On top of all that academic work that feeds my passions for literature and civics, I get to spend time with 47 unique children.
I’m discovering their strengths and celebrating their victories. (I realized last week that I was holding my breath as I graded papers, eager for each child to reveal mastery.)
I’m learning about their passions — cheerleading and hockey, sloths and unicorns, Dr. Who and One Direction.
I’m starting to piece together what motivates and what challenges each child.
I love that fifth-graders have no filter, that they are willing to be goofy, and that they appreciate quirks of others — including me.
My fifth-graders find humor in my awkward dance moves and sketchy singing voice.

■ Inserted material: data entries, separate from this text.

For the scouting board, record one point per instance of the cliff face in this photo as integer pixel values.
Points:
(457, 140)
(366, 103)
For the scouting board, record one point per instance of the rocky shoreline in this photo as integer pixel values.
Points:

They are forgiving of my mistakes. They are relentless in asking that I identify them by name in the newspaper and call them “the best class ever.”
Both of my classes are the best classes ever. And yet some evenings I’m still worn out. In those moments, I find motivation by thinking of my original fifth-grade year.
At each of the three schools, there was at least one teacher on whom I could depend.
In Dallas, it was the language arts teacher. She pushed me to think critically, gather, analyze and evaluate.
In Austin, it was the music teacher. She opened her classroom for indoor recess for students like me who couldn’t always face the playground jungle.
In Belton, it was the homeroom teacher. She read The Lion, the Witch and the Wardrobe with dramatic, memorable flair.
Each teacher offered stability and flexibility. They expected success while anticipating missteps. They reflected genuine joy.
They stand among a small crowd of my role-model teachers. It’s a crowd that I like to imagine is cheering for me as I follow their footsteps — just as I’m now cheering daily for 47 young people.